Plusieurs responsables PS dénoncent le projet de loi sur le Grand Paris

© Le Point, 2009

Plusieurs responsables socialistes ont dénoncé lundi le projet de loi sur le Grand Paris qui doit être examiné le 24 novembre à l’Assemblée nationale, estimant qu’il n’avait rien à voir avec l' »état d’esprit » du discours du 29 avril de Nicolas Sarkozy sur le développement de l’IdF.

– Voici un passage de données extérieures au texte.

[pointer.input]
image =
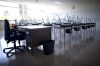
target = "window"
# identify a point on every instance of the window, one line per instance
(9, 11)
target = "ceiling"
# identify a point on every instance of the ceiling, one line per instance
(64, 1)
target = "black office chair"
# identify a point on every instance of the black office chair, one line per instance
(11, 35)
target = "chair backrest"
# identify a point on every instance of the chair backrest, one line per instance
(6, 29)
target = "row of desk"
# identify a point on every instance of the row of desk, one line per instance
(37, 34)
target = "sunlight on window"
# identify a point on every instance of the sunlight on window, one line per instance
(9, 10)
(40, 11)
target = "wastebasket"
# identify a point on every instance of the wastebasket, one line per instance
(48, 47)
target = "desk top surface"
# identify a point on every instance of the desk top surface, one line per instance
(32, 27)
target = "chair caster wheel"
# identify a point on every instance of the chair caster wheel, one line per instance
(7, 55)
(4, 50)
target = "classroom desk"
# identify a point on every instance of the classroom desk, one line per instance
(36, 35)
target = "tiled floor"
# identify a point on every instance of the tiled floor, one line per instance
(83, 53)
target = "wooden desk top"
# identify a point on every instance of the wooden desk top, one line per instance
(32, 27)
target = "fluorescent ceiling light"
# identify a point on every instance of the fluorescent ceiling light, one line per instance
(57, 2)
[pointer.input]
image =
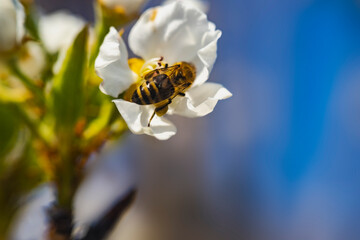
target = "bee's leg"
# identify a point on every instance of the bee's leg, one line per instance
(160, 111)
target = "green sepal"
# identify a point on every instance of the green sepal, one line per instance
(67, 94)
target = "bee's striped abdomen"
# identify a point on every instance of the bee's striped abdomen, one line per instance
(164, 85)
(153, 91)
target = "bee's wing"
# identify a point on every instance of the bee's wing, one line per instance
(168, 71)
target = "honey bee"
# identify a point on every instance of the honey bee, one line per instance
(161, 85)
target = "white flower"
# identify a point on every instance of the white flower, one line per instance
(12, 18)
(128, 6)
(173, 33)
(201, 5)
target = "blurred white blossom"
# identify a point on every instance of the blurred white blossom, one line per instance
(12, 29)
(172, 33)
(127, 6)
(200, 4)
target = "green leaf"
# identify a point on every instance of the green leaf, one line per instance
(9, 127)
(68, 86)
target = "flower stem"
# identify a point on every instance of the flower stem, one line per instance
(26, 81)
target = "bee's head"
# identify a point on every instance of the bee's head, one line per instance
(187, 72)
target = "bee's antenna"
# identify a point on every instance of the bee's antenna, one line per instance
(152, 116)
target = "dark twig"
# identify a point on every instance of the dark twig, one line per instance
(101, 228)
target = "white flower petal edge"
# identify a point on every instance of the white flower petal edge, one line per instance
(199, 101)
(131, 6)
(112, 65)
(199, 4)
(137, 118)
(177, 32)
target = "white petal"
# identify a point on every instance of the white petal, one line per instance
(177, 32)
(12, 29)
(199, 4)
(137, 118)
(59, 29)
(112, 65)
(199, 100)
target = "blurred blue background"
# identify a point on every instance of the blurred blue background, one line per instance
(280, 159)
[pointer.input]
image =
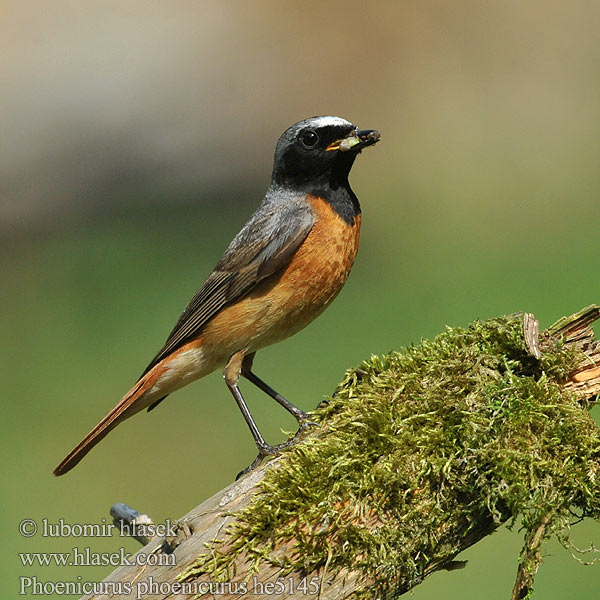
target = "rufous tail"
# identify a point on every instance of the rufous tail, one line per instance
(130, 404)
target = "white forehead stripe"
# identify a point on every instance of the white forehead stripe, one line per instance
(329, 122)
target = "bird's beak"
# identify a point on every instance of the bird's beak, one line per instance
(357, 139)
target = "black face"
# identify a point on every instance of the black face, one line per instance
(308, 154)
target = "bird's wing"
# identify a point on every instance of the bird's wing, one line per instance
(264, 246)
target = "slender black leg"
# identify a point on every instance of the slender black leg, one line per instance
(298, 414)
(264, 449)
(238, 365)
(256, 434)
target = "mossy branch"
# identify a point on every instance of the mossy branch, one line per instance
(419, 455)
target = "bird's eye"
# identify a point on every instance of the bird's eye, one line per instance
(309, 138)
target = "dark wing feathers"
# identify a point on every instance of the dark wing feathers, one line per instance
(264, 246)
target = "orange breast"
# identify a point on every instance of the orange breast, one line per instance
(286, 302)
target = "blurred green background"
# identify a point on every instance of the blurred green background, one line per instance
(136, 140)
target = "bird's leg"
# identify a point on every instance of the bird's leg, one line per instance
(231, 375)
(299, 415)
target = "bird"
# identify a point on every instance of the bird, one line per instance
(278, 274)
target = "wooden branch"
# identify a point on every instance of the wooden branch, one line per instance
(419, 501)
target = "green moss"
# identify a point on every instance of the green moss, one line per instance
(418, 452)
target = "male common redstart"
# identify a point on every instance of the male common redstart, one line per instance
(279, 273)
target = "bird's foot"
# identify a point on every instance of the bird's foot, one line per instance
(265, 450)
(304, 421)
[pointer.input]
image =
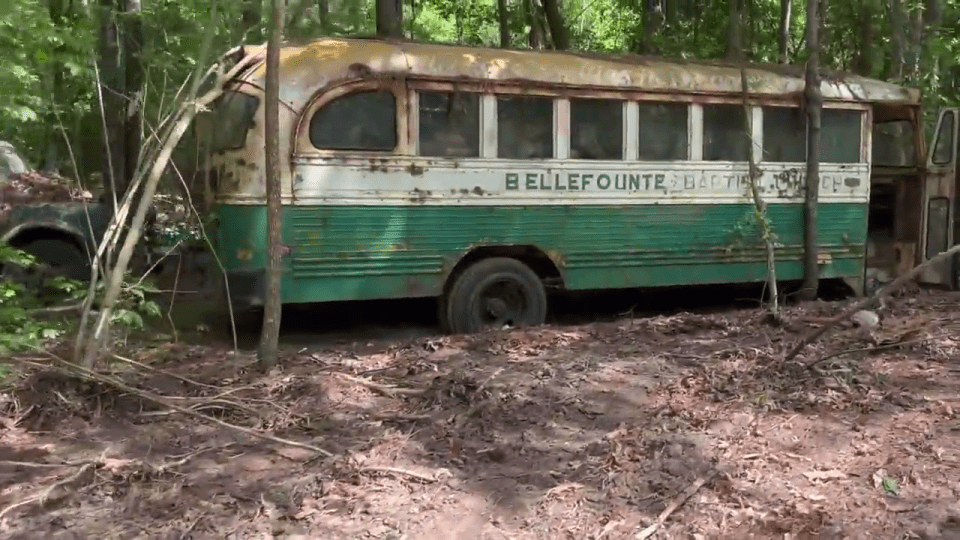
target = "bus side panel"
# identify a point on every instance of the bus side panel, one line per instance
(368, 252)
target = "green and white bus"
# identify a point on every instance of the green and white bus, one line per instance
(486, 177)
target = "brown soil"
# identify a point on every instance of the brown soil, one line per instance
(583, 432)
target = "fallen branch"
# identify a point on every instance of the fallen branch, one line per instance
(402, 472)
(389, 391)
(677, 503)
(875, 298)
(89, 374)
(819, 361)
(45, 494)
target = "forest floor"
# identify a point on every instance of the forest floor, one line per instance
(561, 432)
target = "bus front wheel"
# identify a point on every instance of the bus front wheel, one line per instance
(495, 293)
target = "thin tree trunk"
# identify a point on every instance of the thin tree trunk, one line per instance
(897, 23)
(323, 12)
(653, 18)
(132, 46)
(390, 18)
(558, 30)
(783, 35)
(814, 101)
(251, 16)
(863, 61)
(533, 19)
(503, 16)
(112, 81)
(270, 334)
(734, 31)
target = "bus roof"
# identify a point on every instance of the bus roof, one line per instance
(307, 67)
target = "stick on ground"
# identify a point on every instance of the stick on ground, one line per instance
(876, 297)
(673, 506)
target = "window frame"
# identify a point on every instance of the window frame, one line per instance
(303, 146)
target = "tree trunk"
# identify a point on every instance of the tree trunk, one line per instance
(251, 16)
(323, 12)
(533, 19)
(897, 23)
(863, 61)
(814, 101)
(112, 89)
(735, 31)
(558, 30)
(783, 36)
(132, 47)
(504, 18)
(390, 18)
(270, 334)
(653, 18)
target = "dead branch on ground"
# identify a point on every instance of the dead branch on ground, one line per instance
(85, 373)
(760, 206)
(876, 298)
(672, 507)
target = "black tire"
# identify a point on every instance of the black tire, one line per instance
(57, 258)
(494, 293)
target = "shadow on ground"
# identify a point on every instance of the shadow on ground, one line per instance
(570, 431)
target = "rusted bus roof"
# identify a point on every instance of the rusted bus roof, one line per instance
(307, 67)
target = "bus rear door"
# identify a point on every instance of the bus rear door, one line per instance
(939, 189)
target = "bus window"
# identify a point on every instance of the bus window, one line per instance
(596, 129)
(233, 114)
(893, 144)
(784, 135)
(525, 127)
(840, 136)
(725, 133)
(663, 132)
(359, 121)
(943, 152)
(449, 124)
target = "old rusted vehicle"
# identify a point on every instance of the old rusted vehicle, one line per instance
(43, 215)
(484, 177)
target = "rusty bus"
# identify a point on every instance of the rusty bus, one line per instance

« Je suis content quand l’Etat intervient en Ile-de-France (IdF) et dans la métropole, mais il ne faut pas que ce soit la schlague », a déclaré le maire de Paris Bertrand Delanoë, au cours d’une table ronde organisée par les députés socialistes.

Selon M. Delanoë, le projet de loi que défendra le secrétaire d’Etat Christian Blanc « est la négation du discours du 29 avril » et « coupe les jarrets de tous ceux qui de bonne foi, de droite, de gauche, architectes, politiques, se sont lancés là-dedans ».

Alors que le texte doit être examiné en février au Sénat, un mois avant les élections régionales, le maire de Paris a appelé à l’élaboration d’un « document » « qui peut être aussi un projet de loi », en « vrai partenariat » ou « codécision » des collectivités locales avec l’Etat.

« Il ne faut absolument pas raisonner avec des projets de loi qui sont faits en fonction de la couleur politique provisoire d’une majorité parlementaire ou de majorités dans les collectivités locales », a-t-il dit.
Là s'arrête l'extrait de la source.